Membincang masalah pemuda dan pernikahan di era metropolitan, hampir bisa
dipastikan kita akan memasuki dua kutub bahasan antagonis. Kenapa demikian?
Sebab biasanya pemuda selalu diidentikkan dengan potensi muda yang sangat
dinamis. Yang gelora semangat mereka - khususnya dalam hasrat seksual - amat
menggebu-gebu.
Membiarkan potensi seksual yang menggebu-gebu dalam waktu
lama, sudah barang tentu sangat berbahaya.

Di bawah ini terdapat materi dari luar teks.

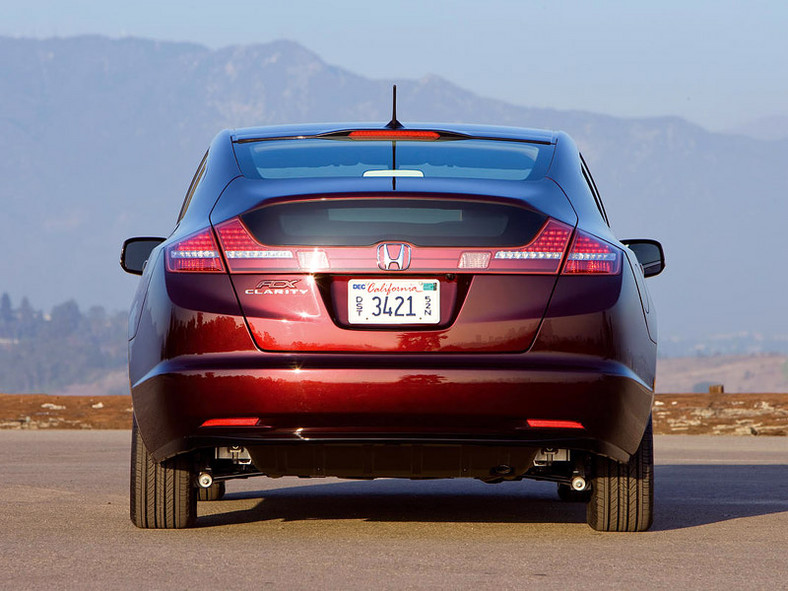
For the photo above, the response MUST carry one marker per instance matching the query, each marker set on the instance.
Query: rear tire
(161, 494)
(215, 492)
(622, 494)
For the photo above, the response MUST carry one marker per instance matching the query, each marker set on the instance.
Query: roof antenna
(394, 124)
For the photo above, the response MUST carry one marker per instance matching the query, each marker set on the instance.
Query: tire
(622, 494)
(568, 494)
(215, 492)
(161, 494)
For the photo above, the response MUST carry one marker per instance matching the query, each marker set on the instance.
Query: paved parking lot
(722, 518)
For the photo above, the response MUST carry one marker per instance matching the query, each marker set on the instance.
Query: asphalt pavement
(721, 523)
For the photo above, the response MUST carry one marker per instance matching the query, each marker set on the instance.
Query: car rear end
(367, 303)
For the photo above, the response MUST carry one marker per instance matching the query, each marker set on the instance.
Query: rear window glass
(336, 158)
(362, 222)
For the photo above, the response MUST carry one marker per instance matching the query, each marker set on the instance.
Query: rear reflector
(393, 134)
(233, 422)
(590, 255)
(197, 254)
(553, 424)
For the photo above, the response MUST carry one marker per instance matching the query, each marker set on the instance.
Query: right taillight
(591, 256)
(197, 253)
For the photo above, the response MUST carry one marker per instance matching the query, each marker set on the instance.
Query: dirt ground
(694, 414)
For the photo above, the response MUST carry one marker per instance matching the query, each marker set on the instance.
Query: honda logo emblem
(394, 257)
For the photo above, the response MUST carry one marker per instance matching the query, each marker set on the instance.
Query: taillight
(590, 255)
(197, 253)
(542, 255)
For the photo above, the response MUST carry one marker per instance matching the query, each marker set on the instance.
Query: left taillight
(592, 256)
(197, 253)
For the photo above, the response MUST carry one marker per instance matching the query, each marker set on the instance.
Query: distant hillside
(101, 137)
(737, 373)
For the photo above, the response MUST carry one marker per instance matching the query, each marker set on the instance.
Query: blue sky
(719, 63)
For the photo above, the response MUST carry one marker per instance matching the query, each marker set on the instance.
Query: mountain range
(100, 138)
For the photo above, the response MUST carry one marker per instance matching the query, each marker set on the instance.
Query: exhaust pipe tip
(205, 480)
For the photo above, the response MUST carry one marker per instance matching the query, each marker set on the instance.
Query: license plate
(394, 301)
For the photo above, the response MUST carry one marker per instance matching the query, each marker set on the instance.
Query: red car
(368, 301)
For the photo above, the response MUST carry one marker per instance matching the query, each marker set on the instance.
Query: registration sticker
(394, 301)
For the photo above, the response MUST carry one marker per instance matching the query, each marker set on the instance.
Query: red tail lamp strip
(590, 255)
(543, 254)
(393, 134)
(197, 253)
(554, 424)
(239, 246)
(232, 422)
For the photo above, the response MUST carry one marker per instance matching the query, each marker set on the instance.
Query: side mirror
(649, 254)
(135, 253)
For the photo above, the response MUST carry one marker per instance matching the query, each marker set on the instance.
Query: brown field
(694, 414)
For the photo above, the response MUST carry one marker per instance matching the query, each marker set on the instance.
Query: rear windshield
(423, 222)
(342, 157)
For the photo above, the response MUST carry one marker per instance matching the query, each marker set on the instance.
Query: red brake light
(542, 255)
(554, 424)
(241, 249)
(234, 422)
(393, 134)
(197, 253)
(590, 255)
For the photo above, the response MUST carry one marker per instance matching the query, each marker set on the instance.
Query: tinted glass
(322, 158)
(424, 222)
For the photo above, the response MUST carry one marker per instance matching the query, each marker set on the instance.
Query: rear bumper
(466, 399)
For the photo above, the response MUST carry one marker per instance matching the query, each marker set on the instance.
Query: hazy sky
(719, 63)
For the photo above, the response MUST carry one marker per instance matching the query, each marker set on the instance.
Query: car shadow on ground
(686, 496)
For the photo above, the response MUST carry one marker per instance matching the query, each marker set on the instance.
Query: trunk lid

Karena itu anjuran Islam agar para
pemuda jangan terlalu lama hidup melajang, merupakan alasan sangat logis. Dengan
kata lain, mempercepat pernikahan bagi para pemuda yang telah sanggup menikah,
sangat dianjurkan Islam. Nabi SAW dalam salah satu wasiatnya berpesan; "Wahai
para pemuda, barangsiapa di antara kalian telah sanggup menanggung beban
pernikahan, menikahlah. Jika belum sanggup berpuasalah. Karena dengan berpuasa
itu dia akan mendapat perlindungan (dari perbuatan dosa)."
Selain itu
ada kaidah masyhur yang dikenal dalam wacana Islam, intinya berpesan, kita
dilarang melakukan sesuatu dengan cara tergesa-gesa. Karena tergesa-gesa adalah
perbuatan setan. Namun ada beberapa hal yang justru diperintahkan Islam harus
digesa pelaksanaannya, antara lain; membayar hutang, mengubur jenazah, dan
menikah.
Sepatutnya memang, pernikahan harus dipercepat, dipermudah dan
tentu seyogyanya tidak dikesankan menjadi beban berat bagi para calon yang akan
melaksanakannya. Karena dampak negatif terlalu lamanya hidup membujang, sudah
amat sering kita baca dan lihat di media-media massa, atau bahkan kita pernah
langsung menyaksikannya. Apalagi di zaman kebebasan media-media massa menjajakan
aurat wanita pada para khalayak.
Tapi antara idealita dan realita,
kenyataannya hampir selalu tidak berbanding lurus. Fakta yang ada di masyarakat
kita, pernikahan terkesan menjadi barang mewah. Banyak syarat dan tuntutannya.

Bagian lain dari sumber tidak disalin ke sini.